Two patients died in connection with the UCLA incident, five more were infected and 179 others may have been exposed from October to January after undergoing a procedure for ERCP, or endoscopic retrograde cholangiopancreatography.
In an interview, Lieu noted that President Obama issued an executive order in September making it a national security priority to combat antibiotic-resistant bacteria such as CRE, which stands for carbapenem-resistant Enterobacteriaceae.
Lieu said an FDA safety alert issued last week following the UCLA incident provides no assurance that further outbreaks can be prevented.
The FDA acknowledged that cleaning the ERCP duodenoscopes to the manufacturers’ specifications may not remove all of the deadly bacteria that can be passed from patient to patient.
“While federal agencies such as the Centers for Disease Control and Prevention are combating superbugs, the current recommended sterilization procedures would continue to result in superbug outbreaks and deaths,” Lieu said.

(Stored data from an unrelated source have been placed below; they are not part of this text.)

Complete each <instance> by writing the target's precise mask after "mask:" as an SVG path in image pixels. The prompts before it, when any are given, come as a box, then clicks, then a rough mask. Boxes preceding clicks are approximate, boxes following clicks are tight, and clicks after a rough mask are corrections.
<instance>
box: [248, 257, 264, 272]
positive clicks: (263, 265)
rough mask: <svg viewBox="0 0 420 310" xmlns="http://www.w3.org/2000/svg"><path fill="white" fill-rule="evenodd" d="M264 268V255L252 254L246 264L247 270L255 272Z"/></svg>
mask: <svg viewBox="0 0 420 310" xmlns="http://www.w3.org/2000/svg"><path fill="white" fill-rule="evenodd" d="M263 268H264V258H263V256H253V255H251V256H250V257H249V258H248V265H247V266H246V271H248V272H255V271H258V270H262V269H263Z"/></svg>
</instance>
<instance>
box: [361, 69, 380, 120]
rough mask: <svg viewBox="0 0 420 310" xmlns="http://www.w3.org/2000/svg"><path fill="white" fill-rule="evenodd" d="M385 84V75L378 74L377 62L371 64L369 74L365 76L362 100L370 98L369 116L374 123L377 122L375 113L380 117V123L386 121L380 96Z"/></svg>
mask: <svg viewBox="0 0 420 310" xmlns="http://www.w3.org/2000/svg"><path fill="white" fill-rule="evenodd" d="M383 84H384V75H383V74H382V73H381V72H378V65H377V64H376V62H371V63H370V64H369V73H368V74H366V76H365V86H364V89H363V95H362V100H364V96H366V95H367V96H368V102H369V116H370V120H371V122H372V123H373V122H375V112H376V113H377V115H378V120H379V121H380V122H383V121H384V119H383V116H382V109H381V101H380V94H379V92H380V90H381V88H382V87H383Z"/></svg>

The duodenoscopes involved in the outbreaks have an “elevator channel” that doctors use to bend the device inside the digestive tract and allow for attachments such as catheters or guide wires. The FDA warned that bacteria can build up in those tiny crevices.

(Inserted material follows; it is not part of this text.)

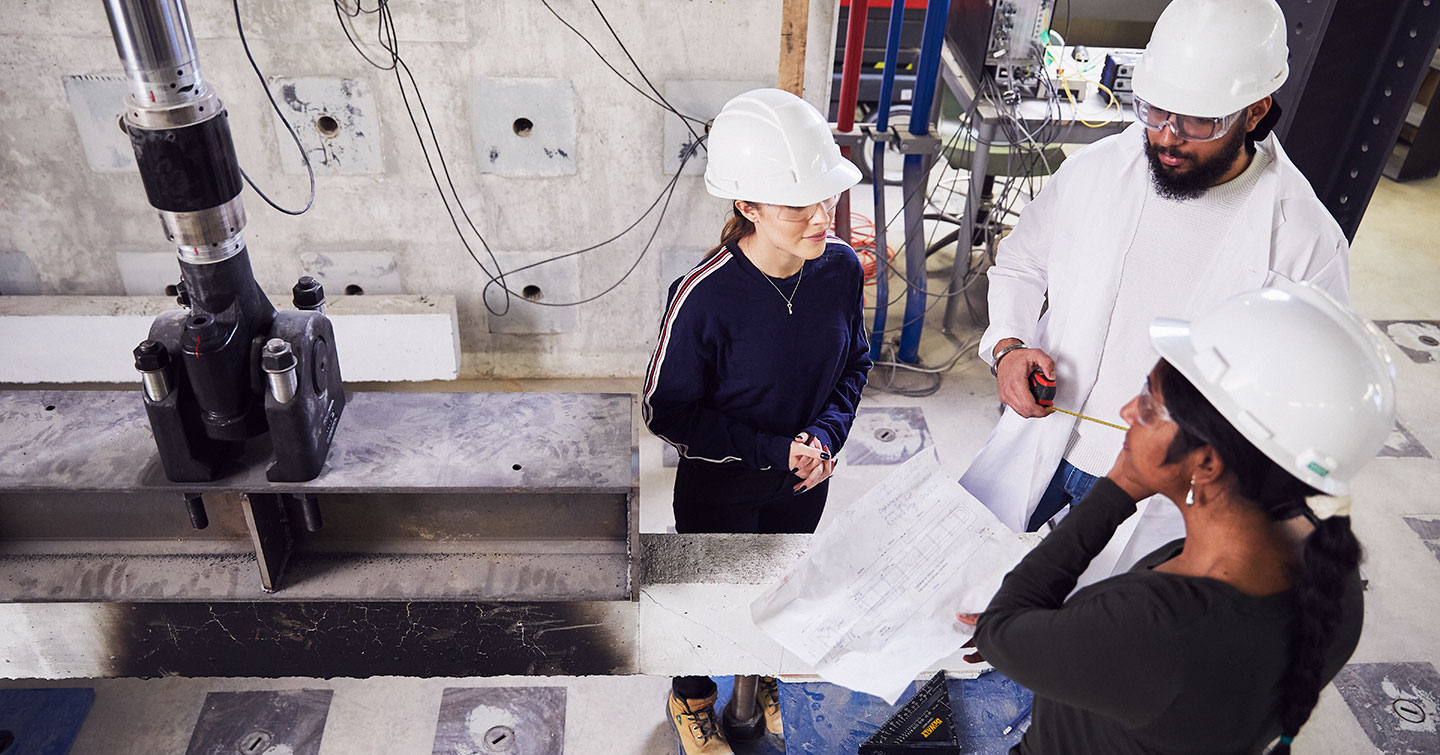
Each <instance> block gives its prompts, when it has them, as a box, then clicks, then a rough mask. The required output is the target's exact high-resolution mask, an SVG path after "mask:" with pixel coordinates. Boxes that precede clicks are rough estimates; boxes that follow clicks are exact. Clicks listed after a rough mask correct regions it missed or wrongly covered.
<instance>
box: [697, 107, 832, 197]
mask: <svg viewBox="0 0 1440 755" xmlns="http://www.w3.org/2000/svg"><path fill="white" fill-rule="evenodd" d="M706 150H707V153H708V156H710V163H708V164H707V166H706V189H707V190H708V192H710V193H711V195H714V196H719V197H721V199H743V200H747V202H760V203H765V205H793V206H805V205H814V203H816V202H822V200H825V199H829V197H832V196H835V195H838V193H841V192H844V190H845V189H850V187H851V186H855V184H857V183H860V169H857V167H855V166H854V164H852V163H851V161H850V160H845V158H844V157H841V154H840V147H837V146H835V137H834V135H832V134H831V131H829V124H828V122H825V117H824V115H821V114H819V111H818V110H815V108H814V107H812V105H811V104H809V102H806V101H804V99H801V98H798V97H795V95H792V94H791V92H786V91H783V89H752V91H749V92H744V94H742V95H737V97H736V98H733V99H730V101H729V102H726V104H724V108H721V110H720V114H719V115H716V120H714V122H713V124H711V125H710V138H708V143H707V146H706Z"/></svg>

“Some parts of the scopes may be extremely difficult to access and effective cleaning of all areas of the duodenoscope may not be possible,” the FDA warned last week.
Nonetheless, the agency has defended its response and said it’s still determining what more can be done to reduce the risk of infection. The FDA said an engineering assessment of device design is ongoing.
A spokeswoman for the FDA said Friday that pulling ERCP devices from the market would pose more harm to public health by removing a lifesaving medical instrument.
“Of the more than 500,000 procedures performed in the U.S. each year using duodenoscopes, only a small fraction have been associated with transmission of antibiotic-resistant organisms,” the agency said.
There are no alternative devices for ERCP, according to the FDA, and the procedure “is the least invasive way of draining fluids from pancreatic and biliary ducts blocked by cancer, gallstones and other conditions.”
Olympus Corp. of the Americas, the leading maker of duodenoscopes, said it is monitoring the issue of patient infections closely, and it has provided customers with additional educational materials and video demonstrations on equipment cleaning.
“We are working with the FDA, relevant medical societies and our customers regarding these concerns,” the company said in a statement.
Lieu succeeded Henry Waxman in Congress last month, and he serves on the House oversight committee. Prior to going to Washington, Lieu worked on many health-related issues in the California Legislature.